Sleep apnea may affect semantic memory and lead to depression
The new study led by RMIT University in Melbourne, Australia, examined how the condition affected autobiographical memory and found people with untreated OSA had problems recalling specific details about their lives.
According to an estimate, more than 936 million people worldwide suffer from obstructive sleep apnea (OSA). People with OSA are known to suffer memory problems and also have higher rates of depression but it is not well understood how these issues are connected with the development of the disease.
Lead investigator Dr Melinda Jackson said"We know that overly general autobiographical memories -- where people don't remember many specific details of life events -- are associated with the development of persistent depression," Jackson said."Our study suggests sleep apnea may impair the brain's capacity to either encode or consolidate certain types of life memories, which makes it hard for people to recall details from the past.
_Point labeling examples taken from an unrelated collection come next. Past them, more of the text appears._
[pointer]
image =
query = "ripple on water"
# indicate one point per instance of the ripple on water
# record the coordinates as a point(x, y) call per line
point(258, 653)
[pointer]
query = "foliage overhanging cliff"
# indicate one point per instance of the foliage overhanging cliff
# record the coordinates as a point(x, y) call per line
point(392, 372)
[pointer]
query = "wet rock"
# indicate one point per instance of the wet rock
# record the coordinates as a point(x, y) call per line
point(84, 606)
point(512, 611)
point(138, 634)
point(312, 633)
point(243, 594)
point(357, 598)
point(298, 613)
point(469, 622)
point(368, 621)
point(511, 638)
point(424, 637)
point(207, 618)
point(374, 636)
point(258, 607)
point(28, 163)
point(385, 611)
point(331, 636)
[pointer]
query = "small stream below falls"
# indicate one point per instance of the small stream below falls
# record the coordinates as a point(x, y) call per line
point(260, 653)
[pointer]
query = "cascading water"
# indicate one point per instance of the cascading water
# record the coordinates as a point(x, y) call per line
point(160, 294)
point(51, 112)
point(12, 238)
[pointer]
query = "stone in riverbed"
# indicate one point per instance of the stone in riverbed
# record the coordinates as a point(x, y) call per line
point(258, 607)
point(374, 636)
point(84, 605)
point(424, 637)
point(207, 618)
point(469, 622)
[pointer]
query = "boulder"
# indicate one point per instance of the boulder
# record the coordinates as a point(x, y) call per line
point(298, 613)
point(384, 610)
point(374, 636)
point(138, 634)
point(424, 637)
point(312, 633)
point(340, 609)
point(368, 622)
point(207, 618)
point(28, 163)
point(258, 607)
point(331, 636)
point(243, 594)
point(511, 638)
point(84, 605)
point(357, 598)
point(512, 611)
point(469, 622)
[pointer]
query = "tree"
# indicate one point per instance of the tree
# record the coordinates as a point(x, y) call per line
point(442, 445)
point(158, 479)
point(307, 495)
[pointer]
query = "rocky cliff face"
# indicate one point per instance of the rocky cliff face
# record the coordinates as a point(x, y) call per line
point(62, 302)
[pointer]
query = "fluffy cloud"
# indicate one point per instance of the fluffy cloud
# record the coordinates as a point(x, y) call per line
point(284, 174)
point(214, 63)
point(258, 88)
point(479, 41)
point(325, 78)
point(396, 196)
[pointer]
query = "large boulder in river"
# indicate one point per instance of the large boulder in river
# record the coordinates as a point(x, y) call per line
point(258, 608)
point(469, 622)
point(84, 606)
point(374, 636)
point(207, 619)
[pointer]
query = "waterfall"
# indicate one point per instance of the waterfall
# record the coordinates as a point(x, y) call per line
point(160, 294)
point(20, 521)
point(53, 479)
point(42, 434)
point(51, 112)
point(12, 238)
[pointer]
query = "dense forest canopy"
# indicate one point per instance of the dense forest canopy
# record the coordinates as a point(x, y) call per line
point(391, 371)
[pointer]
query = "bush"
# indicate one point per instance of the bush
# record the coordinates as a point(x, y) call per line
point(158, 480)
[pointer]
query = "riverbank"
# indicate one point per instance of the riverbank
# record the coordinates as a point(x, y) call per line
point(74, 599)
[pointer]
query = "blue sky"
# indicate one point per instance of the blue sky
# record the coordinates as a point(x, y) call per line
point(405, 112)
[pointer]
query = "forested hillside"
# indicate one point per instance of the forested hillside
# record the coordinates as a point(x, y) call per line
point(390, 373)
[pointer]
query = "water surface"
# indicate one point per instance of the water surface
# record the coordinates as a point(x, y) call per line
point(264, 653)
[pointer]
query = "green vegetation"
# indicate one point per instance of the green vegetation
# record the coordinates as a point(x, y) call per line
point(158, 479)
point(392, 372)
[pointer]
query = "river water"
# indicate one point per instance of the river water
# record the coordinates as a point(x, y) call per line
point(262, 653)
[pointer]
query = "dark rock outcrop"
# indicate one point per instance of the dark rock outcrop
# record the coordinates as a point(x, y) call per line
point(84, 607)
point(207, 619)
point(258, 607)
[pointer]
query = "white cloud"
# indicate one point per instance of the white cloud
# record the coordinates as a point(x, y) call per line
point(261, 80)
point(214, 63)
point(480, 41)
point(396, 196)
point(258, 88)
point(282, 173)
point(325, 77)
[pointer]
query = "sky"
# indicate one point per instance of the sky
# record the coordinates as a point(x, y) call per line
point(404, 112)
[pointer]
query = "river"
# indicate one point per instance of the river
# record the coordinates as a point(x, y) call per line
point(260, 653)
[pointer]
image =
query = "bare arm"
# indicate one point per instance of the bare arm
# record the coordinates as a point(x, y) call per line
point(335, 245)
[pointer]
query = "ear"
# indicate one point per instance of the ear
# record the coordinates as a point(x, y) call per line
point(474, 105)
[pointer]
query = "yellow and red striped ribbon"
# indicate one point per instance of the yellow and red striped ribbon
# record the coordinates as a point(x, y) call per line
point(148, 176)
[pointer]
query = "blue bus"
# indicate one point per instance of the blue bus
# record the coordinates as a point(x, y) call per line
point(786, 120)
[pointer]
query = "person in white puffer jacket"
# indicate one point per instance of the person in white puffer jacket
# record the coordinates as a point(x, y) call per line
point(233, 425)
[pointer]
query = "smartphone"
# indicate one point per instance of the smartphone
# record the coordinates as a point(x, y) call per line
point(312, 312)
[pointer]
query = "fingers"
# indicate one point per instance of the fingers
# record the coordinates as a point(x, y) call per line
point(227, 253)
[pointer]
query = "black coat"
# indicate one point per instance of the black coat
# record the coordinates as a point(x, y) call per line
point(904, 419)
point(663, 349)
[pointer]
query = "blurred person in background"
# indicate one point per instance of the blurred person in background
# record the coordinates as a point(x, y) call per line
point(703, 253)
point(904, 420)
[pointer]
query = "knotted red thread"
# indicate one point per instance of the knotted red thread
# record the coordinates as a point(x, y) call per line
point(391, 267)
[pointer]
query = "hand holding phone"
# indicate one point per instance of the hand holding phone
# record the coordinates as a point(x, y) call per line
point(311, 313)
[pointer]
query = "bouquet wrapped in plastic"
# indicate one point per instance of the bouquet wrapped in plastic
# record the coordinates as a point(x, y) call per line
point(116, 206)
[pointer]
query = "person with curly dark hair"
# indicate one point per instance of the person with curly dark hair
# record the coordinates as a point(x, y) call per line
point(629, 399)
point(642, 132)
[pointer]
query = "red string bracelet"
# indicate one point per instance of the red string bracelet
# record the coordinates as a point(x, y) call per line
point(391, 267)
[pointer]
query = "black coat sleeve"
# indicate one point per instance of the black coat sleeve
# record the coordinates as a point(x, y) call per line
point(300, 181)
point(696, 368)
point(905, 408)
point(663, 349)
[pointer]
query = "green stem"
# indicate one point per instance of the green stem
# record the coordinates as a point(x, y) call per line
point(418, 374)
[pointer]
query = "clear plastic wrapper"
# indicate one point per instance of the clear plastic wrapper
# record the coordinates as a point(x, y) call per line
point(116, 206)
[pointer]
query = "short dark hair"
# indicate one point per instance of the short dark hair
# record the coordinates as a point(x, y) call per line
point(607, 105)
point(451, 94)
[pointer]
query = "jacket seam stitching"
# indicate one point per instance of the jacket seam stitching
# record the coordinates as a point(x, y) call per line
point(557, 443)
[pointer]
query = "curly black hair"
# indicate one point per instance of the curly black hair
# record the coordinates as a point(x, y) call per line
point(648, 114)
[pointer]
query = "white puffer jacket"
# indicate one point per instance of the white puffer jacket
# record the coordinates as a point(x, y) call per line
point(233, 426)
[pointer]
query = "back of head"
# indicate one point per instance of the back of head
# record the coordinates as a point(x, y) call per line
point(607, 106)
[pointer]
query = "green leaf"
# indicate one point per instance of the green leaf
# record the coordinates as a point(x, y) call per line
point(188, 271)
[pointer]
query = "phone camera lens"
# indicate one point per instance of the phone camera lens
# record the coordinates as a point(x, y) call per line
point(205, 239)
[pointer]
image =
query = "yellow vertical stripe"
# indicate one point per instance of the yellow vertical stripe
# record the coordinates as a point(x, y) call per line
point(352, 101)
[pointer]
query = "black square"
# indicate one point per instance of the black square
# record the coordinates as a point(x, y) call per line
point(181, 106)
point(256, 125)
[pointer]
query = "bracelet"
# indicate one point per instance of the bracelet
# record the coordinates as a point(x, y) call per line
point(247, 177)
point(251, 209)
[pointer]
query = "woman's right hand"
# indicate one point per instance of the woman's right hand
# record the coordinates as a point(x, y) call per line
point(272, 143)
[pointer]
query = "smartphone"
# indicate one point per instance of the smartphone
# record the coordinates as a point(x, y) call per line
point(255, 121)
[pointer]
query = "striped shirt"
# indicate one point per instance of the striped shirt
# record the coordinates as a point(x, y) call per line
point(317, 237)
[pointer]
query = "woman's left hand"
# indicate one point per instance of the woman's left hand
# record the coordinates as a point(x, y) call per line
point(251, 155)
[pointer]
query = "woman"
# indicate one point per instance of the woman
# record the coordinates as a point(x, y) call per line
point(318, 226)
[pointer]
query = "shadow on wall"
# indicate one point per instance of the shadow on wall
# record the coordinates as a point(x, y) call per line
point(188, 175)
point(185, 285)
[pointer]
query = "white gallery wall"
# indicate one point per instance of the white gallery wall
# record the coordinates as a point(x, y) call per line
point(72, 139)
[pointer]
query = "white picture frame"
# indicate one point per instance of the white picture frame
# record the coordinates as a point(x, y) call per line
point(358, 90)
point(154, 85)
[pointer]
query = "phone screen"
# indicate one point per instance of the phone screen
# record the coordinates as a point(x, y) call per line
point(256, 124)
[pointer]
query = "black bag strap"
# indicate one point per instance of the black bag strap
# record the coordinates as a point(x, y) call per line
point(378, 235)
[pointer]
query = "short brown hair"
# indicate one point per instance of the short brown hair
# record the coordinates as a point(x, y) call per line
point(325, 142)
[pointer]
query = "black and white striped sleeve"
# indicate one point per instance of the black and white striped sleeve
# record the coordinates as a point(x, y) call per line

The study compared 44 adults with untreated OSA to 44 healthy controls, assessing their recall of different types of autobiographical memories from their childhood, early adult life and recent life.
The results showed people with OSA had significantly more over general memories -- 52.3% compared with 18.9% of the control group.
The study also looked at the recall of semantic memory (facts and concepts from your personal history, like the names of your school teachers) and episodic memory (events or episodes, like your first day of high school).
While people with OSA struggled with semantic memory, their episodic memory was preserved. This is likely related to their fragmented sleeping patterns, as research has shown that good sleep is essential for the consolidation of semantic autobiographical memory.
Across both groups, being older was associated with having a higher number of over general autobiographical memories while higher depression was linked to having worse semantic memory.
Jackson, a Vice-Chancellor's Senior Research Fellow in RMIT's School of Biomedical and Health Sciences, said the results showed the need for further studies to better understand the role of untreated OSA on memory processing.
"Brain scans of people with sleep apnea show they have a significant loss of grey matter from regions that overlap with the autobiographic memory network," she said.
"We need to look at whether there's a shared neurobiological mechanism at work -- that is, does the dysfunction of that network lead to both depression and memory problems in people with sleep apnea?"
Jackson said the use of CPAP machines to treat OSA had been shown to improve some of the cognitive impairments related to the condition.
"An important next step will be to determine whether successful treatment of sleep apnea can also help counter some of these memory issues or even restore the memories that have been lost."
- Sleep apnoea occurs when the muscles in the upper airway collapse during sleep, blocking off the airway above the voice box.
- Breathing stops for a period of time (generally between 10 seconds and up to 1 minute) until the brain registers the lack of breathing or a drop in oxygen levels and sends a small wake-up call. The sleeper rouses slightly, opens the upper airway, typically snorts and gasps, then drifts back to sleep almost immediately. This pattern can repeat itself hundreds of times a night, causing fragmented sleep.
- Around one in four men over the age of 30 years have some degree of sleep apnoea, making it more common than asthma.
- Conservative treatment includes weight loss and cutting back on alcohol.
- Active treatment includes nasal CPAP, mouthguards or surgical correction of upper airway obstruction.
- Daytime sleepiness may distinguish simple snorers from people with sleep apnoea.